[I don't think we have to worry about a lot of the money Biden has tried to expend. Trump can get a lot of it back.]
=The President’s Constitutional Power of Impoundment==
by Mark Paoletta, Daniel Shapiro
September 10, 2024
I. The President’s Article II Impoundment Authority.
A. Article II vests the power of impoundment in the President.
Article II of the “Constitution vests the entirety of the executive power in the President” of the United States.1 “This grant of authority establishes the President as the chief constitutional officer of the Executive Branch, entrusted with supervisory and policy responsibilities of utmost discretion and sensitivity.”2 “The President’s duties are of ‘unrivaled gravity and breadth.’”3 The President “must ‘take Care that the Laws be faithfully executed,’ and he bears responsibility for the actions of the many departments and agencies within the Executive Branch.”4 The President exercises many authorities that are derived “from the Constitution itself.”5 When he exercises such powers, his authority is “conclusive and preclusive,” meaning that “he may act even when the measures he takes are ‘incompatible with the expressed or implied will of Congress.’”6 “Congress cannot act on, and courts cannot examine, the President’s actions on subjects within his “conclusive and preclusive” constitutional authority.”7
The power of impoundment is one such executive power vested in the President alone by Article II of the Constitution.
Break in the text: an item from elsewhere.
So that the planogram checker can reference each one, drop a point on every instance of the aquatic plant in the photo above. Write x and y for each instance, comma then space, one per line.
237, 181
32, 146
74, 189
As discussed below, this power stems from the President’s conclusive and preclusive authorities the Court sets out in the Trump v. United States opinion. Through impoundment, the President can decline to spend the entire amount of an appropriation. Just as the President has discretion to not enforce every criminal law to the fullest extent,8 the President may make judgments on the extent to which to expend appropriations. Impoundment is simply another word for the President’s Article II authority to implement spending measures enacted by Congress in a responsible manner. As explained at length elsewhere,9 this power has long been understood to inhere in the executive power vested by Article II, and therefore, it is not constitutionally proper for Congress to seek to abridge this constitutionally vested authority under the Necessary and Proper Clause. The impoundment power is committed to the President’s discretion by the Constitution.